Von daher habe ich mit mehr Zeit Santa Monica und das daneben liegende Venice und die Beaches näher erkundet...zwei ganz unterschiedliche Städtchen...das eine sogar recht europäisch und "normal"...das andere eher mit herunter gekommenem Alt-Hippie-Glanz und teilweise sehr schrägen Vögeln...neugierig? ;)) Hier ein paar Bilder...wobei auch der Santa Monica Beach irgendwie seine 70er/80er-Stil beibehalten hat...
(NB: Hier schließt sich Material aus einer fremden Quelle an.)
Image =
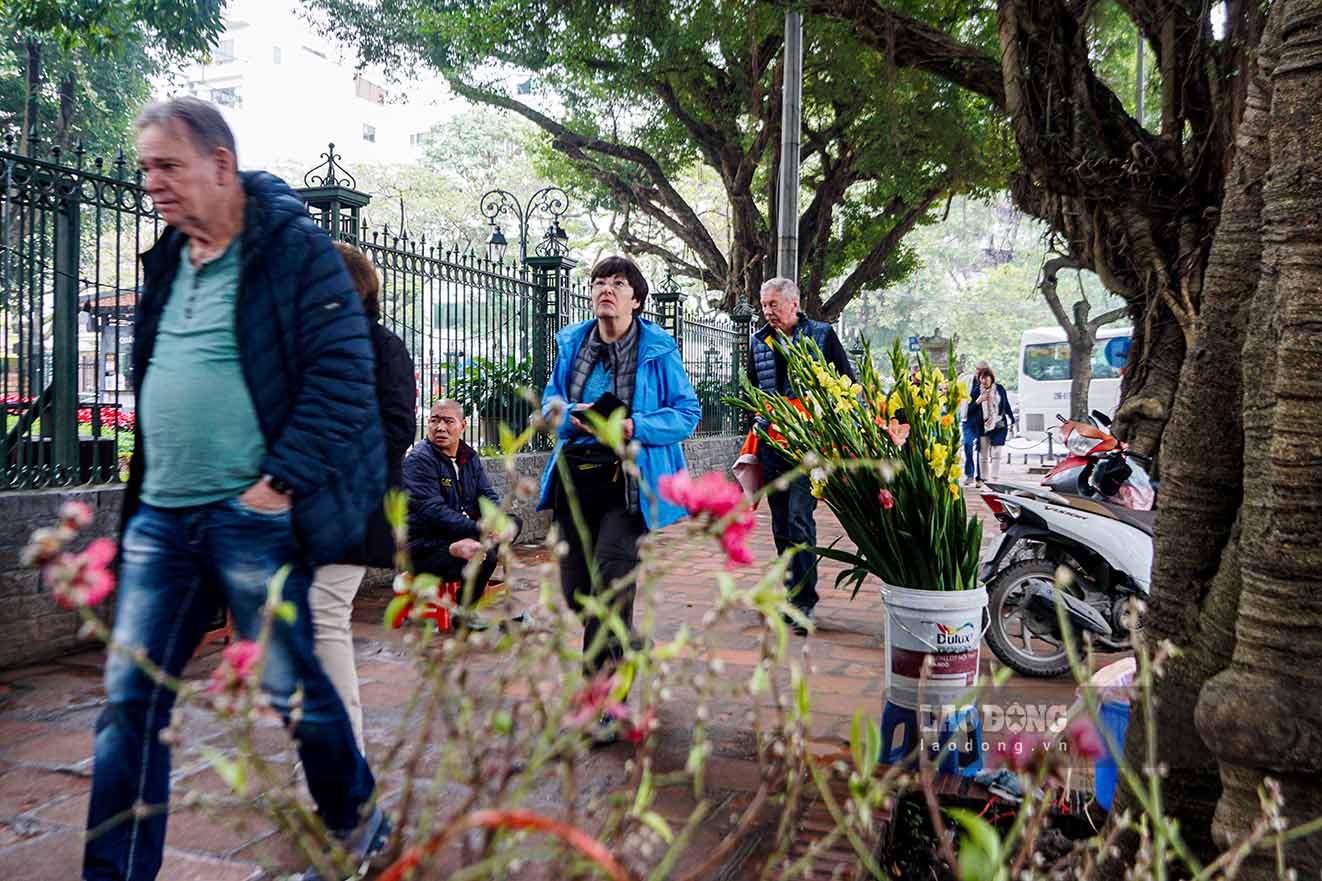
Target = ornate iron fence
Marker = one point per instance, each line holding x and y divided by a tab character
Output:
479	327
...also zunächst Santa Monica Bilder...















...weder Pamela noch David waren übrigens zu sehen...dafür aber diese beiden Hübschen...;))



...das Sporteln wird auf der die beiden Strände verbindenden Promenade übrigens ganz gross geschrieben...




....wenn auch der ein odere andere dabei auf Teamwork mit unterschiedlichem Beitrag steht...;))



...ach ja, auf vielleicht übertragbare Geschäftsmodelle stößt man in Santa Monica übrigens auch...;-))

...wie etwa dem Beach Butler...




..oder die Sofort-Massage nach einer anstrengende Sportlerei...




...abschließend noch ein Blick auf eine von Santa Monicas Hauptstraßen bei Nacht - die einiges an Shops, Bars und Restaurants bieten...




...und jetzt: ein kleiner Bruch...ein Einblick in das nur ganz wenige Kilometer entfernte Venice Beach...Kilometer, die ich natürlich gelaufen bin...zumindest auf dem Hinweg;-))




















...sehr schräg sind übrigens die Geschäfte, in denen sogenannte Ärzte gegen Gebühr Rezepte verschreiben, die einem den Genuss von wheeds und co. noch legaler machen...einfach aus den vorgegebenen Listen eine der Krankheiten wie Aids, Krebs und Co auswählen, ein paar Dollar einwerfen und schon ist mancher seinen Träumen ein paar Schritte näher...Kalifornien ist eben sehr pragmatisch veranlagt...




....nachdem auch "der Almighty" nie weit davon entfernt ist, wie man sieht...




...einige der ATM's am Venice Beach benutzt man übrigens besser nicht...;-))




...aber nicht erschrecken....es gibt auch relativ normale Ecken
und Besucher am Venice Beach;))





...Gottes Garten ist halt gross - besonders hier...;-)



...ach ja, noch zum super interaktiven Science Museum:

....hier mein Erdbeben tauglicher skyscraper...




...ein Blick in Töpfe, wo sich jeder sein Süppchen kochen konnte...




...oder im Videoraum etwas über den Kreislauf der Natur lernen konnte...hier ein eindrucksvolles Bild mit ein paar Maden...so ehrlich muss man halt sein, dass die Teirchen dabei immer wieder eine Rolle spielen...(..das Video lief so schnell ab, dass dieser Schnappschuss eher zufällig entstanden ist und wo er nun mal existiert, will ich ihn Euch nicht vorenthalten.;-))




...Kinder können Nachrichtensprecher für das Museum spielen...




....oder jung und alt entdecken in einer eigenen Abteilung alte und neue Ängste und deren Hintergründe und Abläufe im Körper....war teilweise auch sehr experimentell, aber überlebbar...;-))




...das war es...dann war sie nämlich auch schon wieder zu Ende, die Zeit am schönen kalifornischen Strand...was einen auch immer schnell zur weiteren Reiseplanung zwingt...und mein ipad leistet dabei wirklich gute Dienste...in diesem Fall auch Holly, die jetzt in San Francisco ist, weil sie die Tour genau anders herum macht, als ich...




....Kalifornien...war eine schöne Zeit...recht entspannt und sehr abwechslungsreich...

.....unter anderem werde ich Baupläne für Highways und Parkhäuser mitnehmen..die könnten wir in Europa gebrauchen...sie sind alle für XXL-Autos ausgerichtet und das macht das Fahren hier zum Vergnügen...bis auf Fahrem im City-Stau natürlich...den gibt es auch bei breiten Straßen.;-)

....ach ja, und meine anderen Geschäftsmodelle sind auch abgespeichert und gehen mit auf die weitere Reise. Ich muss ja auch an meine Zukunft denken. Glaubt Ihr, für Sonnenbrillen wie diese gibt es irgendwo außer in Venice einen Markt?